En esa ruptura contenida estamos también atrapados. Los grandes consensos de la transición han estrechado el margen de acción y discusión política a unos extremos que paralizan cualquier acción de gobierno. Podemos tener terceras elecciones, pero el problema real es que, dentro del marco de la Unión Europea, no se puede tomar ninguna decisión para intentar solventar una crisis de deuda. Sin soberanía monetaria es imposible. Hagamos lo que hagamos da igual, porque no decidimos nosotros. Ningún partido político se atreve a romper el consenso del Euro, porque la pertenencia a la Unión Europea fue la prueba de validación democrática que los artífices de la transición emplearon para demostrarnos que ya éramos una democracia homologable al resto de Europa. Romper el consenso del Euro es romper el consenso de la Transición y entender que eso de homologar democracias europeas modernas puede sonar muy bien en los papers de los polítologos, pero los sistemas políticos y sus sociedades son un poco más complejas de lo que estos expertos taxidermistas creen.

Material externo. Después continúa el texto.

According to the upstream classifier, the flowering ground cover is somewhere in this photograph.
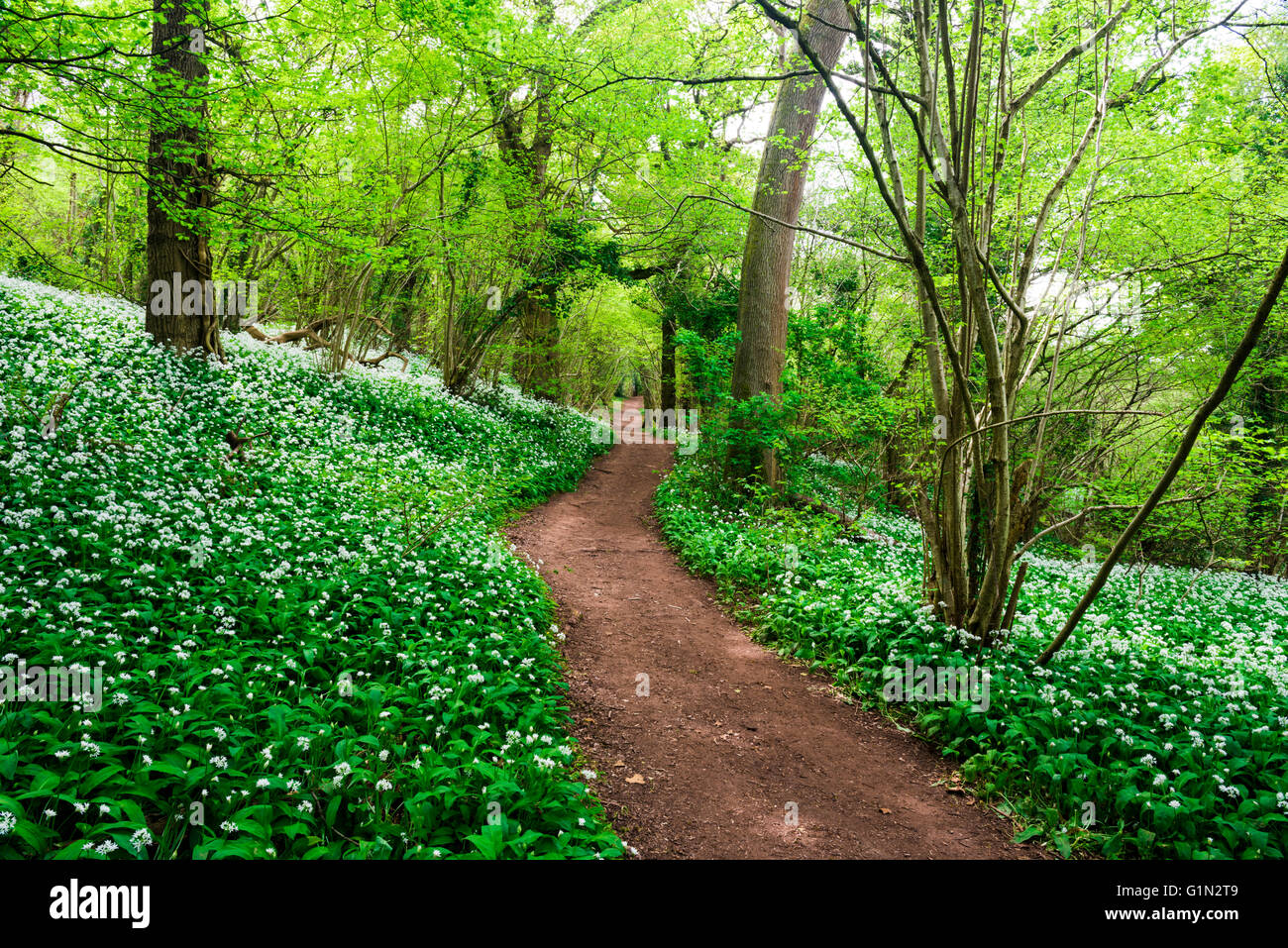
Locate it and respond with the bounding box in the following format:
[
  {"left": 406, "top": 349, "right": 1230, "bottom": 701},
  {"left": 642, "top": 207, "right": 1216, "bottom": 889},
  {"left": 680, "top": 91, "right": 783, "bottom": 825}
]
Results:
[
  {"left": 0, "top": 278, "right": 621, "bottom": 859},
  {"left": 657, "top": 465, "right": 1288, "bottom": 858}
]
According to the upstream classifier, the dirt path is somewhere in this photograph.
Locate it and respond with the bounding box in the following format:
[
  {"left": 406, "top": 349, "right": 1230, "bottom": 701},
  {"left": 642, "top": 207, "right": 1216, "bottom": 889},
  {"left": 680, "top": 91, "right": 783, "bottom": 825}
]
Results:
[{"left": 510, "top": 399, "right": 1038, "bottom": 859}]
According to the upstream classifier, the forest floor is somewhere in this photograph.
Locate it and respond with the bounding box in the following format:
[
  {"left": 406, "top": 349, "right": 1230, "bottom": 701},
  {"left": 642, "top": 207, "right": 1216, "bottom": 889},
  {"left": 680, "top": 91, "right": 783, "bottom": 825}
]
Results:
[{"left": 510, "top": 398, "right": 1042, "bottom": 859}]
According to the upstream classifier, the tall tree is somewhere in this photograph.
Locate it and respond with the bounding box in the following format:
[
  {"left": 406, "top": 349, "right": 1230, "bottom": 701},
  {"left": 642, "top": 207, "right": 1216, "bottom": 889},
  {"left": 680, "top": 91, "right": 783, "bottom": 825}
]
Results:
[{"left": 146, "top": 0, "right": 223, "bottom": 356}]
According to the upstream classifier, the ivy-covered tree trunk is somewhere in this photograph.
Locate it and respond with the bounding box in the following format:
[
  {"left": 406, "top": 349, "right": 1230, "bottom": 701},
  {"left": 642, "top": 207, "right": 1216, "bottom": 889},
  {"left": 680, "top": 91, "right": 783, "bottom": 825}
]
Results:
[
  {"left": 730, "top": 0, "right": 849, "bottom": 483},
  {"left": 146, "top": 0, "right": 223, "bottom": 356},
  {"left": 662, "top": 313, "right": 677, "bottom": 411}
]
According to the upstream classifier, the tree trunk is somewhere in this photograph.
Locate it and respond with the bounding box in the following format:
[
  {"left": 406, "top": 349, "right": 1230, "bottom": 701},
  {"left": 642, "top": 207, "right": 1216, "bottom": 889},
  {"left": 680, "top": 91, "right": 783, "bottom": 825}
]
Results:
[
  {"left": 661, "top": 314, "right": 677, "bottom": 411},
  {"left": 146, "top": 0, "right": 223, "bottom": 356},
  {"left": 730, "top": 0, "right": 849, "bottom": 483}
]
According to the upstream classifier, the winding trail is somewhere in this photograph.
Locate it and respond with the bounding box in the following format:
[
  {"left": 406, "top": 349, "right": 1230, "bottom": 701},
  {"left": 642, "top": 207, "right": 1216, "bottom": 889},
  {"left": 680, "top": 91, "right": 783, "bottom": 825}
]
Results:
[{"left": 510, "top": 398, "right": 1040, "bottom": 859}]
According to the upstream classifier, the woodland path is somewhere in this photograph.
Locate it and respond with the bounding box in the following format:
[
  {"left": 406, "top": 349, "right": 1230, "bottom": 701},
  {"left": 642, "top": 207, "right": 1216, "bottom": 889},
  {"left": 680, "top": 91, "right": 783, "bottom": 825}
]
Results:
[{"left": 509, "top": 398, "right": 1040, "bottom": 859}]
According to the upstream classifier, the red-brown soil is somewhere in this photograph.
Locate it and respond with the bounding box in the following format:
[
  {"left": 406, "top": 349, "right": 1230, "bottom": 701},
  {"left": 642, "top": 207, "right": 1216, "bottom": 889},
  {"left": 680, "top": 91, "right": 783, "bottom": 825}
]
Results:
[{"left": 510, "top": 399, "right": 1040, "bottom": 859}]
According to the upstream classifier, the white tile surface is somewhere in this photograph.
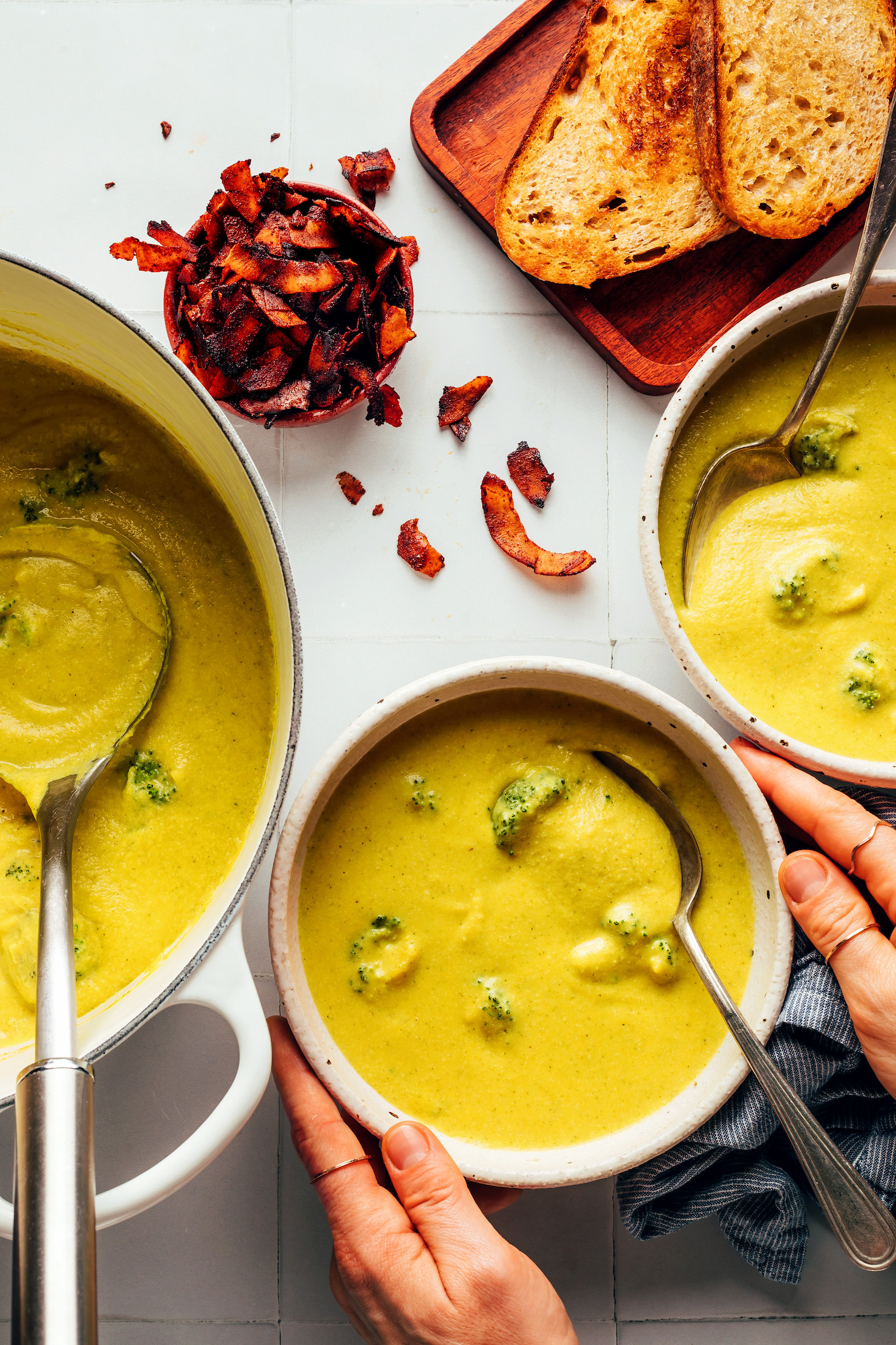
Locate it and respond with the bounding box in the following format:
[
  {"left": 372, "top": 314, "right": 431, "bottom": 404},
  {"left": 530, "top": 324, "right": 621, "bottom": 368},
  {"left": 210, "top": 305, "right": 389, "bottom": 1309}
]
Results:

Iremos a unas terceras elecciones y los partidos políticos seguirán diciendo lo mismo que dijeron en las primeras, porque no se puede proponer nada más sin romper el consenso. Sólo el tema del referéndum catalán escapa a esos márgenes y, por eso, cada vez uno tiene más la impresión que la voladura ocurrirá por esa fractura. Toda la tensión contenida se descargará en ese escenario. Después del Bréxit, puede que alguien allí se atreva a proponer que una República catalana independiente tiene sentido fuera de la Unión Europea. Una vez se atrevan a verbalizarlo, descubrirán que, cuando las palabras no se desgastan por la retórica artificiosa, tienen un fuerza que arrastra los acontecimientos.